Thanks to the guys at Electromedia, these problems have been solved. The turn-on problem was related to a weak battery. I got a new lead-acid battery (like the yellow top) and haven't had trouble since. He said my other problems seemed power-related and the battery should help.

The problem of one side going out was related to the Honda OEM amplifier. If the amplifier doesn't sense the resistance of a speaker, it turns off the channel. This is why the speaker-level turn-on the bit Ten didn't work as well. If the amp didn't see a load, it assumed there was no speaker, so it didn't turn anything on.
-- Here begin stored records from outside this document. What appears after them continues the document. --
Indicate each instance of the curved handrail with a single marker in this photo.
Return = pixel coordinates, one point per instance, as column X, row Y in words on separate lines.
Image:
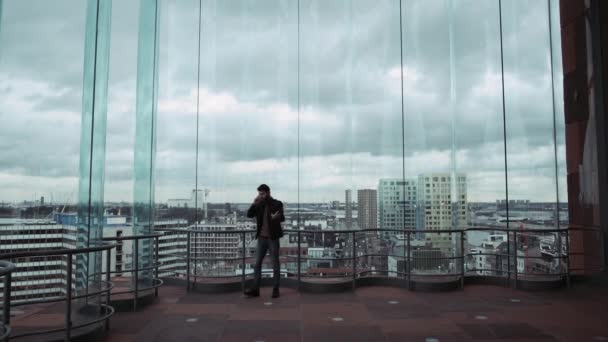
column 191, row 253
column 156, row 281
column 6, row 269
column 107, row 311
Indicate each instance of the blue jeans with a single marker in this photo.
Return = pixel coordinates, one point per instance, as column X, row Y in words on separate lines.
column 264, row 245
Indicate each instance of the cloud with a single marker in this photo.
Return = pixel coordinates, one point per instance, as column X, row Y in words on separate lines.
column 343, row 119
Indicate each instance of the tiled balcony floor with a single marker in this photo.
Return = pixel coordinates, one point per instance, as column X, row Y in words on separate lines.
column 479, row 313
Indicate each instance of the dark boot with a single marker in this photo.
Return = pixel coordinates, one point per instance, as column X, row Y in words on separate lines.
column 252, row 292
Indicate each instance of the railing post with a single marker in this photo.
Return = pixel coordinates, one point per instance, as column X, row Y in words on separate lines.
column 188, row 261
column 516, row 258
column 136, row 274
column 243, row 263
column 508, row 259
column 567, row 258
column 157, row 263
column 602, row 251
column 354, row 256
column 6, row 310
column 408, row 264
column 195, row 259
column 462, row 259
column 68, row 302
column 108, row 270
column 299, row 261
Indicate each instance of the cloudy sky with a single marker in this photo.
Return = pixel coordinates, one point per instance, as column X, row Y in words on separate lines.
column 338, row 126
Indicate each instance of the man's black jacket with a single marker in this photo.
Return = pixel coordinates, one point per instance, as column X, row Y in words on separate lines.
column 257, row 211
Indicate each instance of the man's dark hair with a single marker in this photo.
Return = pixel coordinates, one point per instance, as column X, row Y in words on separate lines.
column 264, row 188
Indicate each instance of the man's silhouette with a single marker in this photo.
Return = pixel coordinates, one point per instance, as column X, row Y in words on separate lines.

The Audison rep installed resistors in-line with the high-level outs and it solved this issue.

Also, as reps like to do, he told me about the Audison Voce 5.1K. I previously thought I was done spending on this system, but I'm sold on it now. (1000x1 class D + 130x2 AB + 75x2 AB with A-bias)


----------



## TheDoc46 (Feb 15, 2012)

Audison Bit Ten here, had for one yr. Problem started about 3 months ago. Would start anywhere between 5 - 15 mins into my journey. Nothing i could do to rectify, other than a full power down of the ignition. Ended up getting on my nerves enough to take it back to the Audison dealer. They said, it was a known problem with a small batch around that time frame i purchased mine. replaced it free of charge.. Its a good product and the manufacturer is not turning its nose. Thanks Audison.


----------



## 02bluesuperroo (Oct 31, 2006)

Petern, that amp sounds awesome! Glad to hear all your issues are resolved.

My replacement unit has been like a rock since I got about a year ago. Thanks Audison!


----------